Was he preparing me for what was to follow? Rather than concealing his fear, he opposed it to the one that penetrated the community. And he went on:
“A man who is afraid, how easy it is to speak of him: the child in him emerges, refuses to grow up, to choose, to die. But how can one describe a town that is afraid? Its fear is greater than the sum of individually felt anxieties; it is something else; it acquires divine attributes. It is time standing still, the object that survives you. Stricken with an obscure ailment, their eyes lifeless and their voices extinguished, people walk differently, express themselves differently, keep silent differently. With their hunched bodies, they look like birds of ill omen overwhelmed by guilt. Ch
ildren do not recognize their mothers, women turn away from husbands, men from their brothers and eventually from themselves; such is the nature of fear, such is a community in the grip of fear.”

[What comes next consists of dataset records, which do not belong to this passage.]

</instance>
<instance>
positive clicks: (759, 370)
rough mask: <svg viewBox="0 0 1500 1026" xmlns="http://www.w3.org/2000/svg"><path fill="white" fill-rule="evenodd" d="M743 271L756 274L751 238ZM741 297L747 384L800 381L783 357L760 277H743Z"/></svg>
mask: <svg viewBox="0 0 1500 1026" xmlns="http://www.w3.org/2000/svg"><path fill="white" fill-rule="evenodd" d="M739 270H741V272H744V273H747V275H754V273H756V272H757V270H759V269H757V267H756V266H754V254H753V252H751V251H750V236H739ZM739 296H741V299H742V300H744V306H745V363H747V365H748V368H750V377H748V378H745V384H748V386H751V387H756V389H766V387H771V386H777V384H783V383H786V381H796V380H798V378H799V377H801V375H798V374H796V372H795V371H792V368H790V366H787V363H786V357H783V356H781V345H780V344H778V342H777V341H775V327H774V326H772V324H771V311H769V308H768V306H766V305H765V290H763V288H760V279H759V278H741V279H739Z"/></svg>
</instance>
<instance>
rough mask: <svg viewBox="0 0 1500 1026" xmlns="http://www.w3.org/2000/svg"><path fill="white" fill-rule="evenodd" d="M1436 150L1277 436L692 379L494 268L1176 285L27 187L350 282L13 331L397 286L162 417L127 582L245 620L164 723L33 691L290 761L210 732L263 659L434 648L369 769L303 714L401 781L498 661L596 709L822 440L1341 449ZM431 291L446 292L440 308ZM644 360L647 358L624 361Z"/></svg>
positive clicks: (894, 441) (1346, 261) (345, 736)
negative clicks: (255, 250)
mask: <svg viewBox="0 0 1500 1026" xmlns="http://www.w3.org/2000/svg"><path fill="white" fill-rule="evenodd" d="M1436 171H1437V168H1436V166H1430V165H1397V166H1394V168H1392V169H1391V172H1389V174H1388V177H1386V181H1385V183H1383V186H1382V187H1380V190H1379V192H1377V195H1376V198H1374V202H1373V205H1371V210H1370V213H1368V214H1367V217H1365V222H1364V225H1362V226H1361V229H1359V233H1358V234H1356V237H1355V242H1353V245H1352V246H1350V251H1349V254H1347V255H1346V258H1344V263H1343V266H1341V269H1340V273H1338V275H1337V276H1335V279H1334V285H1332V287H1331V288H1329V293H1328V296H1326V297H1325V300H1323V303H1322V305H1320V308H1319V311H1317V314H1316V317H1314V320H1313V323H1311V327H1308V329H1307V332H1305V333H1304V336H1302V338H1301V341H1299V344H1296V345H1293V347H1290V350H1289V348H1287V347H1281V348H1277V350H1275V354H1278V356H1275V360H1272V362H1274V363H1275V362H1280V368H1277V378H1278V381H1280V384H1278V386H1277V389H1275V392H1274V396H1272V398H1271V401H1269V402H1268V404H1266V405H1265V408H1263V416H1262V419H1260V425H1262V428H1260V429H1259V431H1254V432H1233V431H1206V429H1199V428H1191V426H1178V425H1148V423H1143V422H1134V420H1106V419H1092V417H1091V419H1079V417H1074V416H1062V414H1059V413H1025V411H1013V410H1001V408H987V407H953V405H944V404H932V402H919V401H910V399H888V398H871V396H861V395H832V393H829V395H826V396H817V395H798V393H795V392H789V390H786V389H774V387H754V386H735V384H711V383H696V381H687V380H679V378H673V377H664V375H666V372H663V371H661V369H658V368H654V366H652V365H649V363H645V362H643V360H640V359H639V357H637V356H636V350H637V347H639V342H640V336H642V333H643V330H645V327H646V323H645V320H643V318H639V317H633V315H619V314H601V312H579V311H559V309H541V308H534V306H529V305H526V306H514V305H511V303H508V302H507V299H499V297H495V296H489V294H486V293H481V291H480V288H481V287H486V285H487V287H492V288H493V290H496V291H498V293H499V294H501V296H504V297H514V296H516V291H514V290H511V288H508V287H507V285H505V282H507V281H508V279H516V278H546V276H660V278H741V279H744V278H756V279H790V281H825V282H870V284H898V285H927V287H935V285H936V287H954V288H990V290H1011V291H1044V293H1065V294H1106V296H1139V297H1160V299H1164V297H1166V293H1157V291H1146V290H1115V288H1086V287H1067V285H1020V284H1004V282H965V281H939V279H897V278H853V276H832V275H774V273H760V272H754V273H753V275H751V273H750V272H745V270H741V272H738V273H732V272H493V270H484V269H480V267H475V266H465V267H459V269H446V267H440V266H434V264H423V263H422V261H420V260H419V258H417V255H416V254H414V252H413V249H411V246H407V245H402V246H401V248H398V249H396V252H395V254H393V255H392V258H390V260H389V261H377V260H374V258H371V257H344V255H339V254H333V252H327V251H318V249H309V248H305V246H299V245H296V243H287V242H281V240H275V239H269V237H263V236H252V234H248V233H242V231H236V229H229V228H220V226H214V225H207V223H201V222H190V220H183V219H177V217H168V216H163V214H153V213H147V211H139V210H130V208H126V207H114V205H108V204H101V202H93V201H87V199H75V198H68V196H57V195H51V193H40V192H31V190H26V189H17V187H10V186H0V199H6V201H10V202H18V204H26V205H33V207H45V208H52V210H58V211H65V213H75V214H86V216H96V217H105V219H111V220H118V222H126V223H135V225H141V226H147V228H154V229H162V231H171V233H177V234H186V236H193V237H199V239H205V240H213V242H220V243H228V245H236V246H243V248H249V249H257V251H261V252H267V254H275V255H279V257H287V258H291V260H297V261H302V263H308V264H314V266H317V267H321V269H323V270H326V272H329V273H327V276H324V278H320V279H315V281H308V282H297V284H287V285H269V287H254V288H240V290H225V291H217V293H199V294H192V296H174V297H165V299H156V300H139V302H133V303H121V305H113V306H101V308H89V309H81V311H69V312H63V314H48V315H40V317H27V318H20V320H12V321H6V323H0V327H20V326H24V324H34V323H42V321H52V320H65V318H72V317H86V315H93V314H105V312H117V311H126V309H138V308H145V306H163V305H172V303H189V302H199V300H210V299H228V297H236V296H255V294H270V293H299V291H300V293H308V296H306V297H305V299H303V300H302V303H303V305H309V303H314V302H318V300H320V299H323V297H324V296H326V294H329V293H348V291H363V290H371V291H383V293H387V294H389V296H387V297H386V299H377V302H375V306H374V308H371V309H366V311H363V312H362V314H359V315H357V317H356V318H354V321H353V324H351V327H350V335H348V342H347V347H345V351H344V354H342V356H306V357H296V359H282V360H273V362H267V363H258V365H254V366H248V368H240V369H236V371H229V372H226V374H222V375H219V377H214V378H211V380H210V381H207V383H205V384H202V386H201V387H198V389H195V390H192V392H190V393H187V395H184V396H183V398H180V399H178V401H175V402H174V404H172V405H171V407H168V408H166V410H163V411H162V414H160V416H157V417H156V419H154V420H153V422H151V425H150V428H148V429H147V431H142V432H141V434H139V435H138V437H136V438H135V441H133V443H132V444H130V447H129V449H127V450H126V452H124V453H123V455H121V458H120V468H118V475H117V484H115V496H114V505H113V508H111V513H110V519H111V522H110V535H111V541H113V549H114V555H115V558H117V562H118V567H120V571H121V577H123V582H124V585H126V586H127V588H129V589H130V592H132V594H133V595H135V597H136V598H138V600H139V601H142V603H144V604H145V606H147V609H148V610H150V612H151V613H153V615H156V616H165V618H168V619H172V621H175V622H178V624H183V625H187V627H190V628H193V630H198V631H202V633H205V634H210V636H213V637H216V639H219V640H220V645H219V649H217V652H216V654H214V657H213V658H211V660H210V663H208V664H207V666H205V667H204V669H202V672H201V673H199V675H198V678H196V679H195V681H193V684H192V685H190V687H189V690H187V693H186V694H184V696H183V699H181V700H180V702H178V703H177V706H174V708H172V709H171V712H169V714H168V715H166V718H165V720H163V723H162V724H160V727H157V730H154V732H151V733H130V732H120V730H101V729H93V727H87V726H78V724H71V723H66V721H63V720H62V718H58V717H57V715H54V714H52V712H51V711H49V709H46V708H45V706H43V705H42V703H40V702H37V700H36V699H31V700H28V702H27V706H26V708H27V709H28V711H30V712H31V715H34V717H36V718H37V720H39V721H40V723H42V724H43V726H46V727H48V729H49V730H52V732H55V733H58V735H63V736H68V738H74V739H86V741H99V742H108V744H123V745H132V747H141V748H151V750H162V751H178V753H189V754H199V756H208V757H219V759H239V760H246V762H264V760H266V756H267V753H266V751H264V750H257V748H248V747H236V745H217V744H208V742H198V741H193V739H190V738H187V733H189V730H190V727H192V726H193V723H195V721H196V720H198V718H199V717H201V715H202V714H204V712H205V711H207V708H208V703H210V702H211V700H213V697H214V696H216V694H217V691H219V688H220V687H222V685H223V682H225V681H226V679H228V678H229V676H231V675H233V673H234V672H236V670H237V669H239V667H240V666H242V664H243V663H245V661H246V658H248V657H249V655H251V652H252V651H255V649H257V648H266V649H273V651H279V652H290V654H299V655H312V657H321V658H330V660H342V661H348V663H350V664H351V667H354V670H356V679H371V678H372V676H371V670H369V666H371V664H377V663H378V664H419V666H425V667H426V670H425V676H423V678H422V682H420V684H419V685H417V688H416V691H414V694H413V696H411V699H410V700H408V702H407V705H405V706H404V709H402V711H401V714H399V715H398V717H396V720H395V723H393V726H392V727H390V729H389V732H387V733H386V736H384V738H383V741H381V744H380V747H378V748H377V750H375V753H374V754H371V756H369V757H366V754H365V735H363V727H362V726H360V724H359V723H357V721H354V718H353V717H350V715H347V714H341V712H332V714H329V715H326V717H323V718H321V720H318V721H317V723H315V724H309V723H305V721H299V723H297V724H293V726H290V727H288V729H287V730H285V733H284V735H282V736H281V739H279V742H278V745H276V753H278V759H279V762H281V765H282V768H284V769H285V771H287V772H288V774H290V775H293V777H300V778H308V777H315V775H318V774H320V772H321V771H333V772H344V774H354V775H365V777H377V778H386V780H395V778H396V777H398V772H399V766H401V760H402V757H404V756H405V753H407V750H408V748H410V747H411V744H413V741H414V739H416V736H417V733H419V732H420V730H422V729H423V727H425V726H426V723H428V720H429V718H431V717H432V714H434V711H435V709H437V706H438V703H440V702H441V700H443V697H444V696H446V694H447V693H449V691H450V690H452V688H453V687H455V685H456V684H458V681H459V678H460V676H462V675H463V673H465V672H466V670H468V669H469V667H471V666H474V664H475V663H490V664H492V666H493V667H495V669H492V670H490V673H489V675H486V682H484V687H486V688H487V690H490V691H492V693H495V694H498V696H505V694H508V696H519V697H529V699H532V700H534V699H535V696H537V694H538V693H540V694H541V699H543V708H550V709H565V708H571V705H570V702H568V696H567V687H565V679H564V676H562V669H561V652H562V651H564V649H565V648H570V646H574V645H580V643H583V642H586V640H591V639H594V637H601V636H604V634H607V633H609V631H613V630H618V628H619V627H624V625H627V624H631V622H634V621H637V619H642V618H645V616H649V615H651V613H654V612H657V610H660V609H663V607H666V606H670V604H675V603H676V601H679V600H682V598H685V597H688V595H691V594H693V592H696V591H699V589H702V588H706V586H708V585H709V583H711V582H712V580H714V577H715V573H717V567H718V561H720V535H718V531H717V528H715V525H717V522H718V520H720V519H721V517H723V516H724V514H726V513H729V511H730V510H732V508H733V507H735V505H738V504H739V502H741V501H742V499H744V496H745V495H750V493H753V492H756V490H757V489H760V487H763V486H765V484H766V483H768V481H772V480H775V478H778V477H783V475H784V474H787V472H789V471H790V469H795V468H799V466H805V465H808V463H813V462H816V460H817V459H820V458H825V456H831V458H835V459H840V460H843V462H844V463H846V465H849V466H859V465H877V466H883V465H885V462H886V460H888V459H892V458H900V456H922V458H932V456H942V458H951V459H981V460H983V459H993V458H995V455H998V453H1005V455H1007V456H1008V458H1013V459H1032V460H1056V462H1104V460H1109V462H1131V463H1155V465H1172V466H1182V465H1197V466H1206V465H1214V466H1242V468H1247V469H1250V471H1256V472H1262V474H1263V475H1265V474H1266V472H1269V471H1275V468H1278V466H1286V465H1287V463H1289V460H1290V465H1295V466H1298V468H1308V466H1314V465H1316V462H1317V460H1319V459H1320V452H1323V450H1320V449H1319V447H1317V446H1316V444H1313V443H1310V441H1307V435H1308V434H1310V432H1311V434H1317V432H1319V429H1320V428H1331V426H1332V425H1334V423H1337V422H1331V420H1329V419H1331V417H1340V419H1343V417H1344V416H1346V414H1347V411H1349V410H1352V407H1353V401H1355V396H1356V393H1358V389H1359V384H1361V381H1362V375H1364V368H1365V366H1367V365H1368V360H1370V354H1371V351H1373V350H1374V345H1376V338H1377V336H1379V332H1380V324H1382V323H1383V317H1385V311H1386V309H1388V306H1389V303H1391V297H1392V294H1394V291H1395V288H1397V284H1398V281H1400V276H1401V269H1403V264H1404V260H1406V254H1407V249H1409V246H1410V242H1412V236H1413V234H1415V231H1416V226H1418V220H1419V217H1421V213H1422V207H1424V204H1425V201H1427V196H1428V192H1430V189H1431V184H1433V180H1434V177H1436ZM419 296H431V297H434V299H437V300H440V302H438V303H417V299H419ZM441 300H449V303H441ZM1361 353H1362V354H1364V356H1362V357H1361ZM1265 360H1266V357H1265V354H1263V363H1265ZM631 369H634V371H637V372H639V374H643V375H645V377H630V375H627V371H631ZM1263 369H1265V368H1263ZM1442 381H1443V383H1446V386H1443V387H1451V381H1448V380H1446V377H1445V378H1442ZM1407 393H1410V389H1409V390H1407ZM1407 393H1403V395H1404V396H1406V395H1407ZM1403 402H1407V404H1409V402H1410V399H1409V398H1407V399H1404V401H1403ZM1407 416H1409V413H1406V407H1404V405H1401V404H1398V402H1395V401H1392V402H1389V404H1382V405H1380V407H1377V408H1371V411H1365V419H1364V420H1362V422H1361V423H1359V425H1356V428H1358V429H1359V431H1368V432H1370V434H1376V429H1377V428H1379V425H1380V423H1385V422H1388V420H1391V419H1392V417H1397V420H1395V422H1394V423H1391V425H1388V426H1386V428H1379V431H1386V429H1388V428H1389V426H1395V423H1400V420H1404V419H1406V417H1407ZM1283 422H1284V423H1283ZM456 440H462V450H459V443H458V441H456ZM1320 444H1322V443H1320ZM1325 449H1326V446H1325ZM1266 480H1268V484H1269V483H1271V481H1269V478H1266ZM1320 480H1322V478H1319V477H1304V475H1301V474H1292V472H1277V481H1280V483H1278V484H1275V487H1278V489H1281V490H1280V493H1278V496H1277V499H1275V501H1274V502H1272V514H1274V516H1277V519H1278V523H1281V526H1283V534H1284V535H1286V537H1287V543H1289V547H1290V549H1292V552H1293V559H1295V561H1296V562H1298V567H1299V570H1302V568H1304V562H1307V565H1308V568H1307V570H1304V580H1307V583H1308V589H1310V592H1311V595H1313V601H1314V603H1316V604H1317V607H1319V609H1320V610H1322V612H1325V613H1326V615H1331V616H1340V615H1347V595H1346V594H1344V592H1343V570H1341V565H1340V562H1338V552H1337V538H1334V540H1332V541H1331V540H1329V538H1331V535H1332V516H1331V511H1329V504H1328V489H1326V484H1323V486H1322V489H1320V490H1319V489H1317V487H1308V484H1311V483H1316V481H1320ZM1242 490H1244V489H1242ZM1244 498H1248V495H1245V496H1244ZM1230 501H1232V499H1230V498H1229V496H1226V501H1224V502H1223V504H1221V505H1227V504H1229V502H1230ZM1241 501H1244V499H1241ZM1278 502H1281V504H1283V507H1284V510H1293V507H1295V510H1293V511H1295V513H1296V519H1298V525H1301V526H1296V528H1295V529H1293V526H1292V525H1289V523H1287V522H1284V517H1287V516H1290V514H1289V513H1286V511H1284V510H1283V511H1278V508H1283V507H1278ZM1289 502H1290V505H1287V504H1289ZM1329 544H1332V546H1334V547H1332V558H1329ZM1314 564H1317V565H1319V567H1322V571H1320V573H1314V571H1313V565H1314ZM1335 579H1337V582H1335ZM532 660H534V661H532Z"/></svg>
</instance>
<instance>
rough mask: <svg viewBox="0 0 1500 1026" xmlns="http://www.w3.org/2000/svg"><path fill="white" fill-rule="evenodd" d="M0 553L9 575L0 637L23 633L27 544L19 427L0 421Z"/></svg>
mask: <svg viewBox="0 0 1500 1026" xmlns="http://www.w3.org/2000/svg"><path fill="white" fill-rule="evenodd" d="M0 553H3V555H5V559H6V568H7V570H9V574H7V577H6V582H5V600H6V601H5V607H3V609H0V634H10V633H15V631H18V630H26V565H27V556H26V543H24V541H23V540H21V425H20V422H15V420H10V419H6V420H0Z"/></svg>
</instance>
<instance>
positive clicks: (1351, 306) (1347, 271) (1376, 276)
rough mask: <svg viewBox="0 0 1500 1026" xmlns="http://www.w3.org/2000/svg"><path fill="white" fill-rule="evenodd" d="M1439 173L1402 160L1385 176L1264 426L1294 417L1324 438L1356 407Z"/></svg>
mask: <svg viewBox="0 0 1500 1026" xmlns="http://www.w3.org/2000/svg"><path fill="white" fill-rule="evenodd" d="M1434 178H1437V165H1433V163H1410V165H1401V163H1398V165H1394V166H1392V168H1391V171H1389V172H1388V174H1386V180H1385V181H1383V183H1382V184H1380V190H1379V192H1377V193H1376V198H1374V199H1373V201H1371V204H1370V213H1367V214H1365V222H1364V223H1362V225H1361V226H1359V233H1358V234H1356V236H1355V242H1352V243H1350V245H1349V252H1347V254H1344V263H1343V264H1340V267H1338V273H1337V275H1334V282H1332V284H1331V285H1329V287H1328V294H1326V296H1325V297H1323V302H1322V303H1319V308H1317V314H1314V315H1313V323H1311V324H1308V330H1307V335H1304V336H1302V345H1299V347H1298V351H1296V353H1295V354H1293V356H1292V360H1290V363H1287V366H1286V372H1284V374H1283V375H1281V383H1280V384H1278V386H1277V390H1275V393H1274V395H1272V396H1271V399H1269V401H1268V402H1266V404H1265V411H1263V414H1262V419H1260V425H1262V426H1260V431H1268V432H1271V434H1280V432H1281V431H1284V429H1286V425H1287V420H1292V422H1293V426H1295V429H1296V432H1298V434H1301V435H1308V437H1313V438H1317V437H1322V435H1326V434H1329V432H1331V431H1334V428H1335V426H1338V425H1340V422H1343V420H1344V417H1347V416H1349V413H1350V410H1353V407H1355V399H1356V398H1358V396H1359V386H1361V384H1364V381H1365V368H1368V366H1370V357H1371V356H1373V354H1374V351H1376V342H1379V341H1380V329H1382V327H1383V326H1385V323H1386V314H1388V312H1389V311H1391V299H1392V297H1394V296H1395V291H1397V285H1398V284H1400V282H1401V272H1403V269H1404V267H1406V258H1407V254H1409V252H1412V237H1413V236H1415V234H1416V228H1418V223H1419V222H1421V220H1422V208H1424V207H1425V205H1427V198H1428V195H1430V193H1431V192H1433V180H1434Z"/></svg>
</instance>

And the chronicler in my father tried to describe it:
“I shall remember it even in my sleep; I shall never be free of it, I know. Fear: a mute and blind raven bearing twilight on its wings. You dare not look into its eyes, you want to run; it follows you, precedes you. And so you remain riveted to the ground, barely breathing, watchful. You know it to be ferocious, fierce. You sense its proximity there—crouching, blending into the darkness—its fangs bared, ready to pounce at the slightest noise, ready to rob you of vision and life and of your very desire to go on living.
“Like a certain silence, fear has its own sound, its own weight. Heavy, impersonal, it hangs over the town: a leaden sky, a horizon of death. It permeates the trees, the walls, one’s every movement. All-pervasive, it crawls from body to body, from house to house, from one creature to another. It restrains dying men from moaning and incites dogs to bark. It saps the blood out of your lips; it chokes you, fills your lungs until you feel them burst.
“A town that is afraid is a besieged, defenseless town. Heralding disaster, fear becomes disaster. The enemy’s ally, fear becomes the enemy. Surreptitious, ubiquitous; both cause and effect.